Country Living – Mean beans

Looks like my broad bean dip is off the Christmas menu. Apparently, I am the nastiest mum in the world. These pointed allegations have been formulated by my family after I undertook the simple act of harvesting my broad beans. Of course, I was well aware that broad beans are a bone of contention on the dinner table, but food is just too expensive to waste. I boiled my babies up and ran them through an arty salad, with the idea that feta can mask a multitude of culinary sins. Well as it turned out the resulting performance over the broad beans in the salad was worthy of an Oscar nomination. Tears, tantrums, dry retching and the all-time classic, “You’re trying to kill us!”.
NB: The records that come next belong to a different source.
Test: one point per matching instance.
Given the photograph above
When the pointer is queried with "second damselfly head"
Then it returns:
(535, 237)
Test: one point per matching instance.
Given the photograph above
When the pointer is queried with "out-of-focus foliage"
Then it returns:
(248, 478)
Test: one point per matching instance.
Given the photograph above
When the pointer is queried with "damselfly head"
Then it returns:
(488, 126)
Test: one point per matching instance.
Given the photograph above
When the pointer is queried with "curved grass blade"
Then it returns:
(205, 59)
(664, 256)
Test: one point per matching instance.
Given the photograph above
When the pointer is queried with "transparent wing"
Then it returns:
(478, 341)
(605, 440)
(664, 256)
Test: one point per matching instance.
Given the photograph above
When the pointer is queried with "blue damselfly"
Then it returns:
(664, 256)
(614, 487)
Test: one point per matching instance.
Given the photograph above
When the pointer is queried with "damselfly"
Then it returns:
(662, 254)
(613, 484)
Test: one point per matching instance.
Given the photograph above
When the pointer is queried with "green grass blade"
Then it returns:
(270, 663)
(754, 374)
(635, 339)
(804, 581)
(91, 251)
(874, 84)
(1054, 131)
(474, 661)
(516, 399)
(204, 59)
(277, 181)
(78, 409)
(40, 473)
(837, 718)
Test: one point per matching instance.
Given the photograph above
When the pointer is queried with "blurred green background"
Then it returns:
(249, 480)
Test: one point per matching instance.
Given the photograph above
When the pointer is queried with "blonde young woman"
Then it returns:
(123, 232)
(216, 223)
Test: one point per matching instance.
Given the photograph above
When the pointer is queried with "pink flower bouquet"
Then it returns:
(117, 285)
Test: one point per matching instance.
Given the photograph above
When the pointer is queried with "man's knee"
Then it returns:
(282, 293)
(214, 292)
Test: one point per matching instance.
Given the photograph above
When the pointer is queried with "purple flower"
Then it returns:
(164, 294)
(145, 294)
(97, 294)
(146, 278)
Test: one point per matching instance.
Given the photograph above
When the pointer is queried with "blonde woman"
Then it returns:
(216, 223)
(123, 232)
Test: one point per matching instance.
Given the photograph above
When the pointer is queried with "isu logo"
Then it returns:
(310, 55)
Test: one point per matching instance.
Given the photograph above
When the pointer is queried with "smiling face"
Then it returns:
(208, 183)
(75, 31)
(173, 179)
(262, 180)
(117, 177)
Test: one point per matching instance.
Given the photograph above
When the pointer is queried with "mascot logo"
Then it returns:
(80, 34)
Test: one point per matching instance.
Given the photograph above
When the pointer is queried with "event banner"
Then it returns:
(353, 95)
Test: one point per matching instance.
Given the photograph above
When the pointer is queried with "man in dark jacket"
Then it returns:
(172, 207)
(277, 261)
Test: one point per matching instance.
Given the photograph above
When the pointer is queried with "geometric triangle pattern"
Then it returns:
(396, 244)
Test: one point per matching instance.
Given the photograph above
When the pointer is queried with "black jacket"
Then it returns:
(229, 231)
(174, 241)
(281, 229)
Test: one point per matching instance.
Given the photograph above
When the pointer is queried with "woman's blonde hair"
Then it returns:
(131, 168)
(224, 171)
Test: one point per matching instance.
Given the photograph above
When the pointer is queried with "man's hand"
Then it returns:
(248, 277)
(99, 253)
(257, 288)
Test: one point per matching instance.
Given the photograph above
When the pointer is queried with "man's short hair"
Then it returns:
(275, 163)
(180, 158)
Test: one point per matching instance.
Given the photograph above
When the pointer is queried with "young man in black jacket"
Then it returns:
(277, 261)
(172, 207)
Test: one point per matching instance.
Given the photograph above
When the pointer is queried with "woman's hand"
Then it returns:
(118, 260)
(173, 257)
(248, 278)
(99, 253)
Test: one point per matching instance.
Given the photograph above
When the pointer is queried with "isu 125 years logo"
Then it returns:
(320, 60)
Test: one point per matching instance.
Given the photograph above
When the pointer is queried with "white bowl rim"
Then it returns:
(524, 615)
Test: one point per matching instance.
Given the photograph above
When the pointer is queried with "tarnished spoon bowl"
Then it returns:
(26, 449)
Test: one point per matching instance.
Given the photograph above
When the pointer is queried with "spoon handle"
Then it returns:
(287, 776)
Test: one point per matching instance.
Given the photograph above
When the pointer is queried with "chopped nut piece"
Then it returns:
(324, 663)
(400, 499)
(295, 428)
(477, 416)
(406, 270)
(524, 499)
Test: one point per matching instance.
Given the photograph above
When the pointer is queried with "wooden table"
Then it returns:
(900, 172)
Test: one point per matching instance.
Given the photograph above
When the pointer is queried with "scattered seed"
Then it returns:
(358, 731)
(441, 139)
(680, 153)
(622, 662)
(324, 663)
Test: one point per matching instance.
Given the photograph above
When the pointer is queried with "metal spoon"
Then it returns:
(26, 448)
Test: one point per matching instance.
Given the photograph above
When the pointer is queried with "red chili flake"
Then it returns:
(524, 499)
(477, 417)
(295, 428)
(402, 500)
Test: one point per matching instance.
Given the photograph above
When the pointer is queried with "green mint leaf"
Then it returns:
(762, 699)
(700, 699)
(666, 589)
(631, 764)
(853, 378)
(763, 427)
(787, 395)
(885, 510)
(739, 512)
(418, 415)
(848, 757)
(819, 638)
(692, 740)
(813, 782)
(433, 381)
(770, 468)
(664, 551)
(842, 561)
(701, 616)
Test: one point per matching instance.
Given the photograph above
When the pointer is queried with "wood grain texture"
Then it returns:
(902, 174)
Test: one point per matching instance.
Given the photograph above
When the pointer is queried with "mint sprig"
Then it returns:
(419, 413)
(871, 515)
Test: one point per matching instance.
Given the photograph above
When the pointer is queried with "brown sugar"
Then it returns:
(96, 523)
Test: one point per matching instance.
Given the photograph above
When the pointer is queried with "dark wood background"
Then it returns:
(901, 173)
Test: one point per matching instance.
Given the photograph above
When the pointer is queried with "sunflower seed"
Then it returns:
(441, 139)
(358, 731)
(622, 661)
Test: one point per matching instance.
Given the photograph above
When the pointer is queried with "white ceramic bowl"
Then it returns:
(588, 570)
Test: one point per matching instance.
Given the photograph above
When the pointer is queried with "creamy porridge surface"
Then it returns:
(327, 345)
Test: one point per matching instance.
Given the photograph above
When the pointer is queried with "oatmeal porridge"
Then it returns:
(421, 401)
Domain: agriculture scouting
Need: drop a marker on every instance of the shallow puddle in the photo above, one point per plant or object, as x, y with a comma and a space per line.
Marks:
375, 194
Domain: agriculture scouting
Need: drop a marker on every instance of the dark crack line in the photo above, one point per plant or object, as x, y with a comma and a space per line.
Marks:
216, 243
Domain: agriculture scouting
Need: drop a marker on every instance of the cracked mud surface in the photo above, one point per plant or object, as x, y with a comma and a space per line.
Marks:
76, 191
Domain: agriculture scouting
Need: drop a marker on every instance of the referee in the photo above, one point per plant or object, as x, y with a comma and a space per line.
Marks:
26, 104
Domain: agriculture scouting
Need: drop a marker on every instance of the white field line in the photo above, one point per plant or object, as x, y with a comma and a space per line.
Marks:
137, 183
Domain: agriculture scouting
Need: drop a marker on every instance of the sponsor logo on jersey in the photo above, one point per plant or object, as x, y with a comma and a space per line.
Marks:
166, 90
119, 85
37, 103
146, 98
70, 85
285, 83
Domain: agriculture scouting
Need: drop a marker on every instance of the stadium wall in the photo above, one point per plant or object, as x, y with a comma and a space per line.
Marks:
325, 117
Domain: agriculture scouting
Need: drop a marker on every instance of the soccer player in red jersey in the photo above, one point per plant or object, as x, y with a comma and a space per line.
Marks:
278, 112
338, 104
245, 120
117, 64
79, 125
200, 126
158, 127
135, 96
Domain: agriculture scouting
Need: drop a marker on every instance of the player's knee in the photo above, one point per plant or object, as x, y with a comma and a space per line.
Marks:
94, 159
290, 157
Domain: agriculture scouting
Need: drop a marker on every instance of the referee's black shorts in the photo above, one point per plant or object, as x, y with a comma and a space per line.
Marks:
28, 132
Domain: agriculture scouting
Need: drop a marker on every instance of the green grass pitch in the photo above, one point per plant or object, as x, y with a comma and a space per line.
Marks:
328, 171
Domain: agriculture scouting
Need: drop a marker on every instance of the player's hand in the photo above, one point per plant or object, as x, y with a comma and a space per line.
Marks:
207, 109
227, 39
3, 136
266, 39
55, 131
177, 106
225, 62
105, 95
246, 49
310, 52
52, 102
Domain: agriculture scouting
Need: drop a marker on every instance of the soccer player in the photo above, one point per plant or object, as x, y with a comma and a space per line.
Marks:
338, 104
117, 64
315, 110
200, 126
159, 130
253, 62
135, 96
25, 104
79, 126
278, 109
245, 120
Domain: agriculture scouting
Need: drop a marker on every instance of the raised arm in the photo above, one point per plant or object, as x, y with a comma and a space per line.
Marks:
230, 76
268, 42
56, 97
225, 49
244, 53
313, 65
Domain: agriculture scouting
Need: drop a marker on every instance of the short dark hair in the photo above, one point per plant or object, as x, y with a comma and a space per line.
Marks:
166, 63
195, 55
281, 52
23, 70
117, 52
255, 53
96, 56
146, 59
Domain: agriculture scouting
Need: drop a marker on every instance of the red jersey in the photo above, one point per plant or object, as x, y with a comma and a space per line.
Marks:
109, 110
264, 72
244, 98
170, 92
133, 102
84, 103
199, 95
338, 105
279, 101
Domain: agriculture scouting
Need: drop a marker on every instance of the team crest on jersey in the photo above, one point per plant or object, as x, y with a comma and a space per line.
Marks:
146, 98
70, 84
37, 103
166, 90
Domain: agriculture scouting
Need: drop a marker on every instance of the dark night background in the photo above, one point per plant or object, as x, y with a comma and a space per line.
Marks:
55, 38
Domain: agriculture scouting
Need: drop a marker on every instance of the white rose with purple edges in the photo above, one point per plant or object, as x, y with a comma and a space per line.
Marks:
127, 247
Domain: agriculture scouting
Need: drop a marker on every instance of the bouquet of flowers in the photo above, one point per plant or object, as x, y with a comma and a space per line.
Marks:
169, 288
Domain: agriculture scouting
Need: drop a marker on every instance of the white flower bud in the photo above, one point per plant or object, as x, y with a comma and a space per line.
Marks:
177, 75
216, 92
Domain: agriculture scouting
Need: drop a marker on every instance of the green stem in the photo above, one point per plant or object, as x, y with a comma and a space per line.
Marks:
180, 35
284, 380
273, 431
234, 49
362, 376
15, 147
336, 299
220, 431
To be fair, I may have succeeded in getting the broad beans through the goal posts if they hadn’t come on the back of a bumper curly kale harvest. I’d been very busy trying to stuff that curly kale into every conceivable dish, so it was never going to be the perfect time to introduce the humble broad bean. I’m not that worried about it though, as I have every confidence that broad beans will soon grace the glossy cover of some famous epicurean magazine and then they will be telling me that I am a food trailblazer. Personally, I think they are rather lucky that this era brings creative cooking, my Mumma just boiled everything to death. She seemed to have this unique theory that if you shoved anything down one’s throat often enough you would eventually learn to love it, and if you didn’t eat your dinner you would get a big smack and go to bed hungry. Hence, my appreciation for broad beans. However, I am sure all of us have that one food that was forced on us as a child that we still refuse to eat. Mine was liver. I would take a smack like a “boss man” over that stuff. To this day I still gag if I walk past it in the supermarket. Anyway, I have been defeated on the broad bean front, so I am currently hatching out a new evil plan to get fruit mince pies on the menu for Christmas. I have found a recipe for fruit mince pie ice-cream.

It’s got a list of ingredients a mile long, and I will most likely need a sherry or three to make it, but I will get there.

Christmas for me this year is on the farm. No doubt it will rain so it will most likely be full bellies inside getting extremely competitive over monopoly with well-worn Christmas carols echoing in the background. I am dragging my mob off at the end of December to the remote northern Solomon Islands to reside in thatched beach huts and live off the land and sea. Three planes and a fishing boat later will see me in a remote archipelago infested with reef sharks and the infectious smiles of village children. It is here that I intend to live up to my new moniker of “world’s nastiest mum” when I shut out the world, tell the kids to go play and I devour copious amounts of reading material and, if I’m lucky, broad beans! Merry Christmas all you hipsters, catch you all next year.